If you’ve lost a loved one, then you know that this holiday will be different.  There will be a void, a sadness that is felt.  Honor how you truly feel.  Write in a journal or express your feelings of grief to a loved one or a professional; don’t ruminate or hold your feelings in.  Create a way to honor the memory of your loved one perhaps through photos or memorabilia, a special meal, celebrating mass, creating a new tradition, or in whatever way feels right to you.  These new traditions continue to keep the connection with your loved one alive but honor them in a different way.

Remember the gift of gratitude:  Gratitude is the gift that keeps on giving.  When we express gratitude, either silently or out loud, we are pausing to recognize the many blessings we have been given and to offer thankfulness and appreciation for them.  As we begin to take stock of our blessings, we notice how much we have to be grateful for and in fact, the list keeps on growing.  Gratitude is like that.  A grateful heart begets more for which to be grateful.  Some experts suggest that we keep a gratitude journal in which we list five things each day for which we are grateful.  We can keep adding to list and review it from time to time when we need of a reminder.

The gift of gratitude can be shared with those around us.  When we share the many things we are thankful for with our loved ones, we are all reminded of our bounty of blessings.

Among the gifts, give yourself the gift of connectedness:  reach out to those who are around you to strengthen connections during this season.  Join in holiday festivities which bring you closer to family members, co-workers, or people in your faith community.  Consider reaching out beyond your usual circle to connect with new people in your community.  Reach out to an organization to volunteer for a special cause during this season of giving.
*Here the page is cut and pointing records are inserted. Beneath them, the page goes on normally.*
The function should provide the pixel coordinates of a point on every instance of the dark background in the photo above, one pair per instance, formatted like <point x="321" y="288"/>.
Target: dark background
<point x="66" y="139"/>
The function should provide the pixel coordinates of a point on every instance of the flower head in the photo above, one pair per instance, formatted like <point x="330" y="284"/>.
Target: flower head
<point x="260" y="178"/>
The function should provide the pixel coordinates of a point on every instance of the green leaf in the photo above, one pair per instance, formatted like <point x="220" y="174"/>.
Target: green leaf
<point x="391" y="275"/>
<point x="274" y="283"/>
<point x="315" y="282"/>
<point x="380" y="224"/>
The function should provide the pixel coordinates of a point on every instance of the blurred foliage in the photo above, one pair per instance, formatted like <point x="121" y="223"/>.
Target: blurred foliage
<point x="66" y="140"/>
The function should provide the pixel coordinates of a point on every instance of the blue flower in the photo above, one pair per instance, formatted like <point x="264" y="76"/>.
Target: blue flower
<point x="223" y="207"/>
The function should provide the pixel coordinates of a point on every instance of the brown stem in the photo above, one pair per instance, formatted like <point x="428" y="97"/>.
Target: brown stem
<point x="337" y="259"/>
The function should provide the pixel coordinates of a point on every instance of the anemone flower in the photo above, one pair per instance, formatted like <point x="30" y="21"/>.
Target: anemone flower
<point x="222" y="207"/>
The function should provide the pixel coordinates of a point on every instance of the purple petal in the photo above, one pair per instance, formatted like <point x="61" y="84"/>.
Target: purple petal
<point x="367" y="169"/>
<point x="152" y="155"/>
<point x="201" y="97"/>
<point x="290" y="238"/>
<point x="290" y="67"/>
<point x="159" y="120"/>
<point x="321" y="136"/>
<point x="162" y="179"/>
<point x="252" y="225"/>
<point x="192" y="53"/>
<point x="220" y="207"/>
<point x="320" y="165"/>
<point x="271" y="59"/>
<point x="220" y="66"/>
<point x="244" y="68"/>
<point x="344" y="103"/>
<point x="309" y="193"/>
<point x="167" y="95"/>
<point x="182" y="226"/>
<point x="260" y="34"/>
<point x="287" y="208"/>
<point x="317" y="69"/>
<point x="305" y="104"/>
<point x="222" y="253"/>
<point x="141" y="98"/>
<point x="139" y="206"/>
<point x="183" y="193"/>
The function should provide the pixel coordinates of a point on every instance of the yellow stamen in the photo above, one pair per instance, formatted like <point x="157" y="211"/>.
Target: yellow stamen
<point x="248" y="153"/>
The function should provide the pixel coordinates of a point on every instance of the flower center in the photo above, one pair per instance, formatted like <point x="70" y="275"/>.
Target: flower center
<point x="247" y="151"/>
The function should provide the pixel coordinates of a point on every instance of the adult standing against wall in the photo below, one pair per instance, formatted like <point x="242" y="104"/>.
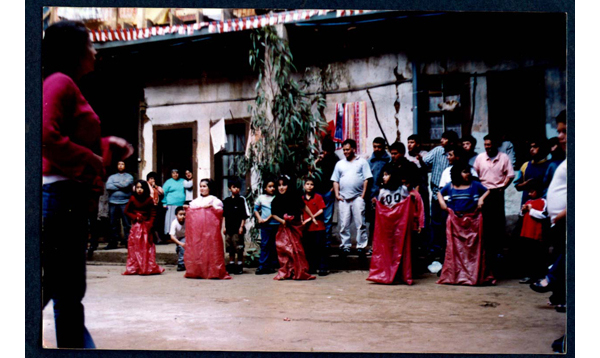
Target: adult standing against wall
<point x="188" y="185"/>
<point x="327" y="162"/>
<point x="495" y="170"/>
<point x="119" y="187"/>
<point x="174" y="197"/>
<point x="377" y="161"/>
<point x="437" y="160"/>
<point x="73" y="167"/>
<point x="350" y="182"/>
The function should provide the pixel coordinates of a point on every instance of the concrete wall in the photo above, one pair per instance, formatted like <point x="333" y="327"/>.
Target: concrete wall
<point x="177" y="102"/>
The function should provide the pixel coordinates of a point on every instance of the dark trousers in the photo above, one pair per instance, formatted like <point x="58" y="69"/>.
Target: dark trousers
<point x="315" y="249"/>
<point x="64" y="241"/>
<point x="117" y="213"/>
<point x="557" y="273"/>
<point x="437" y="232"/>
<point x="268" y="254"/>
<point x="329" y="199"/>
<point x="494" y="225"/>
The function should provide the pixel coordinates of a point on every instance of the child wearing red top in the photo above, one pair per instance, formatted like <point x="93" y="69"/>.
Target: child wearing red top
<point x="313" y="239"/>
<point x="534" y="215"/>
<point x="141" y="252"/>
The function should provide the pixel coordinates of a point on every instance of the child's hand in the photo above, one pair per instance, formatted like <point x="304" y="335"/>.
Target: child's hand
<point x="479" y="204"/>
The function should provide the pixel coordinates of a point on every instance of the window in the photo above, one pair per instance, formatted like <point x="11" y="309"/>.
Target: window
<point x="443" y="104"/>
<point x="225" y="160"/>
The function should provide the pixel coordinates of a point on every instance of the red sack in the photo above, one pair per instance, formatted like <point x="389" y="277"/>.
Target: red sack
<point x="465" y="258"/>
<point x="141" y="252"/>
<point x="204" y="255"/>
<point x="292" y="260"/>
<point x="391" y="243"/>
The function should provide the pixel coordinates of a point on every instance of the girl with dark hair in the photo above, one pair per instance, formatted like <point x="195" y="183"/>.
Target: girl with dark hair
<point x="204" y="250"/>
<point x="464" y="263"/>
<point x="141" y="252"/>
<point x="287" y="208"/>
<point x="74" y="157"/>
<point x="267" y="263"/>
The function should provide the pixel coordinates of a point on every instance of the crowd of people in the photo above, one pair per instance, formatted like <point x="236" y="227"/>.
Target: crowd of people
<point x="412" y="210"/>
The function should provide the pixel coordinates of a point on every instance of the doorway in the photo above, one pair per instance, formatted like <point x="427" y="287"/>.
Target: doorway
<point x="175" y="148"/>
<point x="516" y="105"/>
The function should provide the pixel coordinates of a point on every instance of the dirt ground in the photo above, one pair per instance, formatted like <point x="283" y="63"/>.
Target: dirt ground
<point x="341" y="312"/>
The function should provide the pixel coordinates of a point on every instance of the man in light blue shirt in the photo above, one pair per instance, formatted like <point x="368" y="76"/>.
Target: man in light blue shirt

Donate coats to needy kids, bake cookies for a senior group, or give non-perishable items to the food pantry.

And while giving the gift of connectedness, remember to connect with yourself as well.  Return to the center of your being through your breath often.  If you discover you need some time of solitude, then make plans for time out from everything to rest and rejuvenate.

Finally, give yourself the gift of joy:  Do you make joy a priority in everyday life?  Do you even remember what brings you joy?  It takes a bit of thought and planning to prioritize the activities that reduce stress and bring you satisfaction and ultimately joy.   So take a sheet of paper and write your to-do list.  Put a star by each thing that lights you up.  Put an X by each thing that you don’t enjoy or even makes you feel irritable.  How many of those activities can be eliminated?  Of the things that remain to be done, is there a family member that would help or someone you could pay to do them?

As you make joy a priority, be sure to plan some “down time” just for you to do the things that light you up:  practicing yoga, watching a movie, listening to music, getting creative through painting or baking or whatever you love to do.  After the holidays, instead of remembering how frazzled you felt, you’ll be able to look back and remember how well you nourished yourself and how often you felt joyful.  It takes a bit of planning but don’t let stress suck the joy out of your holiday!

As you look back over this holiday season, I hope you’ll remember the abundance of love, joy and peace…and that your heart will be filled with happiness!